Date: Mon, 28 Feb 2011 17:14:20 -0600 [thread overview]
Message-ID: <4D6C2C4C.5090204@hardwarefreak.com> (raw)
In-Reply-To: <4D6BC33E.7070703@gmail.com>
Joe Landman put forth on 2/28/2011 9:46 AM:
> On 02/27/2011 04:30 PM, Ed W wrote:
>
> [...]
>
>> It would appear that you can use a much lower powered system to
>> basically push jobs out to the processing machines in advance, this way
>> your bandwidth basically only needs to be:
>> size_of_job * num_machines / time_to_process_jobs
>
> This would be good. Matt's original argument suggested he needed this
> as his sustained bandwidth given the way the analysis proceeded.
And Joe has provided a nice mathematical model for quantifying it.

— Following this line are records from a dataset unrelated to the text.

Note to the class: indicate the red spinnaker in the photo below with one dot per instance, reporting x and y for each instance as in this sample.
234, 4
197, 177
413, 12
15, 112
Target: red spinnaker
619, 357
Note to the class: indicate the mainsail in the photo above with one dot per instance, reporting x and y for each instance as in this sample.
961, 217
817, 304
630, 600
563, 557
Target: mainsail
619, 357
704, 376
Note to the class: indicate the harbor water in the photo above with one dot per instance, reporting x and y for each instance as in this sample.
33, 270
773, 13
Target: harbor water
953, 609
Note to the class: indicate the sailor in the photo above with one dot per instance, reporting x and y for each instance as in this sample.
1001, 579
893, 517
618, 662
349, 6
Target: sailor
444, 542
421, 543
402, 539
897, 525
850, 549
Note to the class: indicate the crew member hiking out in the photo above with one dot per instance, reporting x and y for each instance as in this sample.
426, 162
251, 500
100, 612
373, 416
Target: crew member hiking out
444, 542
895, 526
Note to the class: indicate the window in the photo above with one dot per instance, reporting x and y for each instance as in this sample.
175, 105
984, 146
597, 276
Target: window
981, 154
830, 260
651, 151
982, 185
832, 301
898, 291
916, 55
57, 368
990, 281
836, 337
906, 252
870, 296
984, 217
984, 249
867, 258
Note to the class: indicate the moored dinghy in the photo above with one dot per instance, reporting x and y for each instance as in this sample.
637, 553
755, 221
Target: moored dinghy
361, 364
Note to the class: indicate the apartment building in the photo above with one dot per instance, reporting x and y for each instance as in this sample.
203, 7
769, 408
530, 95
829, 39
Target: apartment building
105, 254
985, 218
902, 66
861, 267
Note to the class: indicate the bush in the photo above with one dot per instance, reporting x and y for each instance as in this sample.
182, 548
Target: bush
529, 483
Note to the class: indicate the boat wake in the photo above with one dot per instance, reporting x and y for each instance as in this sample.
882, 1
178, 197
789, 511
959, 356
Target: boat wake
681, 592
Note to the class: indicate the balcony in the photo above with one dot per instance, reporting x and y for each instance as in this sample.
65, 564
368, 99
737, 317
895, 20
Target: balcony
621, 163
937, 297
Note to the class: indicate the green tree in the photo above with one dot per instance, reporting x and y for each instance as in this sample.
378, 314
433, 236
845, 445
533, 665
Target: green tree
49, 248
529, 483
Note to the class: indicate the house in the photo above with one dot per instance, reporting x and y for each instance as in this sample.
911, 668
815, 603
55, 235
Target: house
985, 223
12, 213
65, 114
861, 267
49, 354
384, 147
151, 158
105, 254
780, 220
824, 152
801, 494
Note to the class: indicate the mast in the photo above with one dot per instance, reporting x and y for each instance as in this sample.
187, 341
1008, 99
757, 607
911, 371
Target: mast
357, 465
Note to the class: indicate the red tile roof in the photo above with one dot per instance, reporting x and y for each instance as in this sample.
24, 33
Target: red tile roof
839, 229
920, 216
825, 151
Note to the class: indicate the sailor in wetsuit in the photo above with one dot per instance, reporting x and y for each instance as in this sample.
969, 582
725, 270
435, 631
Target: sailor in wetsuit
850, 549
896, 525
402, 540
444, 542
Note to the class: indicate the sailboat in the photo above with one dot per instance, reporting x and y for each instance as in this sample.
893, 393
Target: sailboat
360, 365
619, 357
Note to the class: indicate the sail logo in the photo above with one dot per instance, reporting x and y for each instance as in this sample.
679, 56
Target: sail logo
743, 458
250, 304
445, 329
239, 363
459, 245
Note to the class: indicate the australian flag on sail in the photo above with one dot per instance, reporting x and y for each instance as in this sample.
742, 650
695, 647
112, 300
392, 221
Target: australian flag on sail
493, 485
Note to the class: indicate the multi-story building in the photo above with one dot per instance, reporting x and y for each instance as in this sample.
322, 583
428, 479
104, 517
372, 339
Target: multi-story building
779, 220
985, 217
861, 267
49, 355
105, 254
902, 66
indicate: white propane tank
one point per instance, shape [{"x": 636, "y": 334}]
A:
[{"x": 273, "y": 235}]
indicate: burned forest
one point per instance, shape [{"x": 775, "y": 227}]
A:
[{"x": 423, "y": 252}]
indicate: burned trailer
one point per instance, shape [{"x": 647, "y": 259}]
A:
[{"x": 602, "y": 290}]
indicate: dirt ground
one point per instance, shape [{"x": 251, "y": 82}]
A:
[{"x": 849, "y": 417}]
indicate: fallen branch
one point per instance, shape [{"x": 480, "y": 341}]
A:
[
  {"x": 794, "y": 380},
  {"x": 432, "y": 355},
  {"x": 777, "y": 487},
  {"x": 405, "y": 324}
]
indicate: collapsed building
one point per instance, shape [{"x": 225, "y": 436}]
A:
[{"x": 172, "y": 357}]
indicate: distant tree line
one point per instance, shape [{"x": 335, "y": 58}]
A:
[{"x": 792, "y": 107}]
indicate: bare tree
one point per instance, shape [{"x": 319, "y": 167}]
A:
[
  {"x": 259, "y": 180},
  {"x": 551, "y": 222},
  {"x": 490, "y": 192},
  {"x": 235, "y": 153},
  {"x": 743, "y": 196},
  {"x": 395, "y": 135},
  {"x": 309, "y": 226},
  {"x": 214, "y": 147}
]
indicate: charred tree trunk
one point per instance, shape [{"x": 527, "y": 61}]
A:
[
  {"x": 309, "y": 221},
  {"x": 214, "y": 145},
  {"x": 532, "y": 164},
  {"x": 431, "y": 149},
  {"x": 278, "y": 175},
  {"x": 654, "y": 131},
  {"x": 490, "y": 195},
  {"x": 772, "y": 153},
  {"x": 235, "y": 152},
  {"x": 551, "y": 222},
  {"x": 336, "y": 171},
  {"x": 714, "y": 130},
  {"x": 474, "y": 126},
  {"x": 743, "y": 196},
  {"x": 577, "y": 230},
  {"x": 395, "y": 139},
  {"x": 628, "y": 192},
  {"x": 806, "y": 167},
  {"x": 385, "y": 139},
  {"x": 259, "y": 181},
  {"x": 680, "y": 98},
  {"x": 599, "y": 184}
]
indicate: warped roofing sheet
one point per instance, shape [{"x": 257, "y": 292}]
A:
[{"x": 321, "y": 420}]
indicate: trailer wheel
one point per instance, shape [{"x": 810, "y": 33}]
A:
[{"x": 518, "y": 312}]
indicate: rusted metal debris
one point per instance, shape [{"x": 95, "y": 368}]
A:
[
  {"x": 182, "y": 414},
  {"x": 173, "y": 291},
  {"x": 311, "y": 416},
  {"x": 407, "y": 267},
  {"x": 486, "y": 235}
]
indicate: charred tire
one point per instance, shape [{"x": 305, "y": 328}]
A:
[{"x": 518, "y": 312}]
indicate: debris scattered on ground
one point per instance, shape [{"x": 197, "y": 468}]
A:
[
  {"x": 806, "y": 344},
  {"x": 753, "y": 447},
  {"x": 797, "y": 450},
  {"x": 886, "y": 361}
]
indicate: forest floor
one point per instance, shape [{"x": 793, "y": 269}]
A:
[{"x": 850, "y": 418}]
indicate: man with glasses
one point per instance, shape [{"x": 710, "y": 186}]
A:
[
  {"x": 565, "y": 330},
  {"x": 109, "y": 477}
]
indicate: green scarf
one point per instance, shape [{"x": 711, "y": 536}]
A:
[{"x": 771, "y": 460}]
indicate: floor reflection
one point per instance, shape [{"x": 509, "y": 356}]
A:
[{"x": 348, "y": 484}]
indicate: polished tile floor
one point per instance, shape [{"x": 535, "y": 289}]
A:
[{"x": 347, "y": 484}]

> If we assume that the processing time is T_p, and the communication time
> is T_c, ignoring other factors, the total time for 1 job is T_j = T_p +
> T_c. If T_c << T_p, then you can effectively ignore bandwidth related
> issues (and use a much smaller bandwidth system). For T_c << T_p, lets
> (for laughs) say T_c = 0.1 x T_p (e.g. communication time is 1/10th the
> processing time). Then even if you halved your bandwidth, and doubled
> T_c, you are making only an about 10% increase in your total execution
> time for a job.
>
> With Nmachines each with Ncores, you have Nmachines x Ncores jobs going
> on all at once. If T_c << T_p (as in the above example), then most of
> the time, on average, the machines will not be communicating. In fact,
> if we do a very rough first pass approximation to an answer (there are
> more accurate statistical models) for this, one would expect the network
> to be used T_c/T_p fraction of the time by each process. Then the total
> consumption of data for a run (assuming all runs are *approximately* of
> equal duration)
>
> D = B x T_c
>
> D being the amount of data in MB or GB, and B being the bandwidth
> expressed in MB/s or GB/s. Your effective bandwidth per run, Beff will be
>
> D = Beff x T = Beff x (T_c + T_p)
>
> For Nmachines x Ncores jobs, Dtotal is the total data transfered
>
> Dtotal = Nmachines x Ncores * D = Nmachines x Ncores x Beff
> x (T_c + T_p)
>
>
> You know Dtotal (aggregate data needed for run). You know Nmachines and
> Ncores. You know T_c and T_p (approximately). From this, solve for
> Beff. Thats what you have to sustain (approximately).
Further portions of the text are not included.